Войдя в ванную, она увидела, что никто из мальчиков еще не начал раздеваться.
— Ну, что еще? — спросила она.
— Сначала чистить зубы! — вдруг воскликнул Рафаил и побежал к умывальнику, братья бросились за ним по пятам.
Они взобрались на скамеечки, чтобы достать до крана. Рафаил раздал зубные щетки, которые были у них того же цвета, что и браслетики.
В зеркале фрау Манхаут видела их голые головы. Она вспомнила, как несправедливо обвинила их отца, когда вдруг увидела, что у них нет волос, на следующий день после того, как им исполнился год. Она подумала, что он обрил их наголо для какого-то исследования или просто по собственной прихоти. Но оказалось, что волосы сами выпали за одну ночь. В качестве доказательства доктор Хоппе показал ей волосы, которые он собрал с подушек и положил в три полиэтиленовых пакета. Мальчики тоже подтвердили его рассказ.

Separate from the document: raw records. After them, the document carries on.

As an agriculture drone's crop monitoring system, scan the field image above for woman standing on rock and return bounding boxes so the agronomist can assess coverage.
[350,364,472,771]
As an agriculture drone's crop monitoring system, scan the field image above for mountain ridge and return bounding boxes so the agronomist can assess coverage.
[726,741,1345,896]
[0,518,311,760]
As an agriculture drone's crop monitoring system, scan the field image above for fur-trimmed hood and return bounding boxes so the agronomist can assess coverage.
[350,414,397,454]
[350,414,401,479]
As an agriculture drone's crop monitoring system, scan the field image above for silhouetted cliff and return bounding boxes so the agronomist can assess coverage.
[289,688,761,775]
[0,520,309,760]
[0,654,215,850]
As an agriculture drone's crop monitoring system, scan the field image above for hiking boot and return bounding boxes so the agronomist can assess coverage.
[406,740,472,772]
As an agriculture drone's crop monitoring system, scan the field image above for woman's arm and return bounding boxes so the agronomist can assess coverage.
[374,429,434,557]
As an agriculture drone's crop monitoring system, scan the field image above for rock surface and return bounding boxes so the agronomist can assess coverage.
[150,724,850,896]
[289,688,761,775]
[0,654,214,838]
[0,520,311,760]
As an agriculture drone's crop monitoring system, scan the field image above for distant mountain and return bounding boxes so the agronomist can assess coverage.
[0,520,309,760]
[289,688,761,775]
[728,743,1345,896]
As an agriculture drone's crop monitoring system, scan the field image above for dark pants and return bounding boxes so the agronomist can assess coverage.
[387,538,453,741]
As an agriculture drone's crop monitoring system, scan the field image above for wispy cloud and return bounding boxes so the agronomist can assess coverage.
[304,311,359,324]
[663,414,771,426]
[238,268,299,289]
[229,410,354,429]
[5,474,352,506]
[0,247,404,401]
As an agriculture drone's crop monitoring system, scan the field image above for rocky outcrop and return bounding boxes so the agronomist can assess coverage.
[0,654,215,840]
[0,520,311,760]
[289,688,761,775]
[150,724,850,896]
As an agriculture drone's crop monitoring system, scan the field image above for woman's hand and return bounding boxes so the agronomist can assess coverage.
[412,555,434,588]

— Все будет хорошо, — сказал доктор и добавил, что это временное явление.
Но между тем прошел почти год, а волосы так и не вырастали, и доктор все надоедал детям всевозможными обследованиями, которые, как он надеялся, должны дать какой-нибудь результат. Это были и обычные тесты, когда он слушал сердце и дыхание, измерял давление или проверял их рефлексы, но иногда он проводил и другие исследования, при которых чем-то вроде напильника снимал частички кожи или вкалывал в их тонкие ручки толстые полые иглы, чтобы взять кровь. Обо всех этих неприятных вещах дети докладывали фрау Манхаут. Они деловым тоном рассказывали, что происходило, как будто смотрели на все со стороны, а не были объектом исследований. В этом отношении за прошедшие месяцы мальчики мало изменились. Они сами все еще не знали, как им реагировать на то, что происходит, или же — в этом фрау Манхаут была не уверена, — возможно, и знали, но не могли выразить свои чувства. Как бы то ни было, они были ужасно замкнутыми, кроме тех случаев, когда им не хотелось что-то делать, а это случалось все чаще. Тогда все трое вели себя чрезвычайно упрямо, и фрау Манхаут считала, что таким образом у них проявляется чувство страха.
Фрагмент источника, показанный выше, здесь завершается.